Example 2: 1 kg of crushed and homogenized trachea of calves is degreased with acetone (4 x 4 L), dried and the powder is extracted with 5.5 L (5.5 volumes) of a 0.75% aqueous solution of NaCH at 50 ^o C for 3, 5 hours. The mixture is cooled to 20 ^° C., the extract is filtered off, 17.5 liters of chloroform are added to 5 liters of solution (3.5 volumes and shaken for 1.5 hours. The aqueous phase is separated, 4 volumes of 55% ethyl are added). alcohol, after 1 h, the precipitate is filtered off, dissolved in 1.5 l of a 0.3% HCl solution (1.5 volumes by weight of the starting material), the solution is passed through a column (35 x 5 cm) s cellulose powder at a speed of 15 ml / min, the column is washed with a 1.5% aqueous solution of cetylpyridinium chloride, the eluate is freeze-dried and 6 g (yield 0.6%) of purified keratosulfate are obtained.

Example 3:
1 kg of crushed and homogenized trachea of calves is degreased with acetone, the powder is dried, extracted with 6 l (6 volumes) of 1% aqueous NaOH solution at 60 ^° C for 4 hours. The mixture is cooled to 20 ^° C, the extract is filtered off to 5.6 L of the solution add 22.4 L of chloroform (4 volumes) and shake for 2 hours. The aqueous phase is separated, 4 volumes of 60% ethanol are added, after 1 h, the precipitate is filtered off, dissolved in 2 L of a 0.4% HCl solution. (2 volumes by weight of the feedstock), the solution is passed through a column (5 x 35 cm) with cellulose powder at a speed 15 ml / min. the column is washed with a 2% aqueous solution of cetylpyridinium chloride, the eluate is freeze-dried and 6.2 g (0.62% yield) of purified keratosulfate are obtained.

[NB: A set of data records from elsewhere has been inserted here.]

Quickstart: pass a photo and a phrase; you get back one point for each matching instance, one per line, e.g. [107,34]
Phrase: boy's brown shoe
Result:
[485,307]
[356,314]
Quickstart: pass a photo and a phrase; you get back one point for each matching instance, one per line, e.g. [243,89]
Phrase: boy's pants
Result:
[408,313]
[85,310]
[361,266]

The product does not contain impurities of other polysaccharides, as evidenced by the presence of a single spot with R _F 0.73 during the chromatography of a sample on paper (upward chromatography on paper in a solvent system n-butyl alcohol concentrated ammonia water, 4: 1: 5).

Claims (1)

A method for producing keratosulfate mucopolysaccharide from cattle trachea, including their degreasing with acetone and homogenization, extraction with an aqueous solution of alkali, treatment of the alkaline extract with aqueous solutions of ethyl alcohol to isolate the precipitate, hydrolysis of the obtained precipitate with hydrochloric acid, followed by chromatographic purification of the target mucopolysaccharide, which differs, fat-free and homogenized cattle trachea spend 5 6 hours. 0.5 - 1% aqueous solution of caustic soda at 40 60 ^o C for 3-4 hours, the extract is additionally deproteinized by shaking with 3 4 volumes of chloroform for 1 2 hours, the deproteinized extract is treated with 50-60% ethanol, the hydrolysis of the precipitate is carried out in 1 2 hours. 0.2 0.4 % hydrochloric acid solution, and chromatographic purification of the target keratosulfate product is carried out by chromatography of the obtained hydrochloric acid solution on a column filled with cellulose, with 1 2% aqueous solution of cetylpyridinium chloride as an eluent, followed by freeze drying.